Summary
International Symposium on Nonlinear Theory and its Applications
2017
Session Number:A2L-D
Session:
Number:A2L-D-2
Layer Specificity of Acquired Memory Duration in Multilayer LSTM Networks
Kazuki Hatanaka, Jun-Nosuke Teramae, Naoki Wakamiya,
pp.162-165
Publication Date:2017/12/4
Online ISSN:2188-5079
DOI:10.34385/proc.29.A2L-D-2
PDF download (162.5KB)
Summary:
The LSTM network is a recurrent neural network achieving impressive performance on machine learning tasks of sequential data recently. The network consists of many LSTM units that are able to store past inputs into their internal memory variables. If the number of the LSTM units of the network is fixed, achieved performance of the network generally increases as the numbers of layers of the network increases. It remains unclear, however, why deeper LSTM networks can achieve higher performance.
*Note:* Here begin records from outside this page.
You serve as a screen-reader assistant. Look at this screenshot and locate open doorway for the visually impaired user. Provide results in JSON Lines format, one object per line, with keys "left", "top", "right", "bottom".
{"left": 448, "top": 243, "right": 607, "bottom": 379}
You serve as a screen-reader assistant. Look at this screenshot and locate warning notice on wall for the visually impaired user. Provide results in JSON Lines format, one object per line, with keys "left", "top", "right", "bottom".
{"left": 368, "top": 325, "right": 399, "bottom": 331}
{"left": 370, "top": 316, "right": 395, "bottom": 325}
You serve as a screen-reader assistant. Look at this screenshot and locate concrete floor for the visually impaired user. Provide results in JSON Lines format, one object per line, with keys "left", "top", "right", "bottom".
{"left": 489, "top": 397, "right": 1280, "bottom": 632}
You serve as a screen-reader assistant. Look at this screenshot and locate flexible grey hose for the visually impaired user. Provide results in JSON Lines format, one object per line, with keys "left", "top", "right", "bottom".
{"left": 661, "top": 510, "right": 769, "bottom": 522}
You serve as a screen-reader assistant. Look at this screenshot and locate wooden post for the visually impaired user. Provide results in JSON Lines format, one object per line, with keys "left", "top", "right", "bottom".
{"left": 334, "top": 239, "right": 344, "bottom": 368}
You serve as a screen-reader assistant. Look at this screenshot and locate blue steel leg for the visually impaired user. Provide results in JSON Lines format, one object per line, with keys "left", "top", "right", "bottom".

As a first step to answer the question, here, we analyze layer-wise difference of temporal dynamics of the memory variable of each unit. We found that units in a deeper layer averagely keep longer memory duration than these in a shallower layer. We also found that memory duration is broadly distributed among units in a deeper layer than a shallower layer. These results mean that units in different layers share different roles of memorization.